Até então, cada escola vinha adotando um critério diferente em caso de confirmação de casos de covid-19. Em algumas delas, toda a sala era afastada e a aula, suspensa. Com a publicação da portaria e os novos critérios, as Secretarias de Educação e de Saúde deixam de recomendar a suspensão das aulas. 

Publicada hoje no Diário Oficial, a nova portaria define que serão afastados apenas os alunos que testem positivo para a doença. Já os alunos que estão assintomáticos poderão continuar frequentando as aulas, mas serão monitorados pela instituição de ensino por 14 dias.

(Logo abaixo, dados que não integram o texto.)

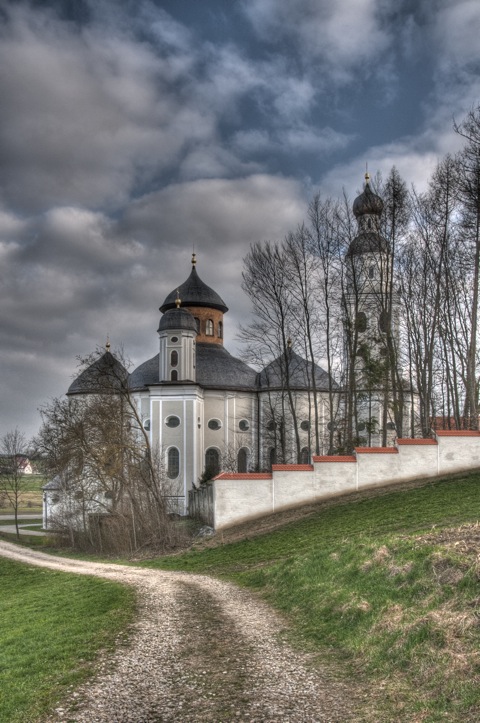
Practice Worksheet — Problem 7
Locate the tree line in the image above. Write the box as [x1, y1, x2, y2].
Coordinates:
[240, 106, 480, 462]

O uso de máscara continua sendo opcional nas salas de aula, embora seja recomendado, principalmente, em ambientes fechados. As escolas só devem obrigar o uso, pelo prazo de 14 dias, quando forem constatados ao menos dois casos de covid-19.

Segundo a Secretaria da Educação, “as alterações consideram a necessidade de promover a continuidade das aulas presenciais, visando salvaguardar a aprendizagem, saúde mental, nutrição e proteção das crianças e adolescentes em um ambiente escolar seguro”.

Os novos critérios puderam ser adotados, segundo a secretaria, por causa da alta cobertura vacinal da população paulistana.

A nove dias para o encerramento do mês, a cidade já confirmou 45.674 casos de covid-19 em junho. Em todo o mês passado, a cidade registrou 44.387 casos. Em abril, foram 10.573 casos.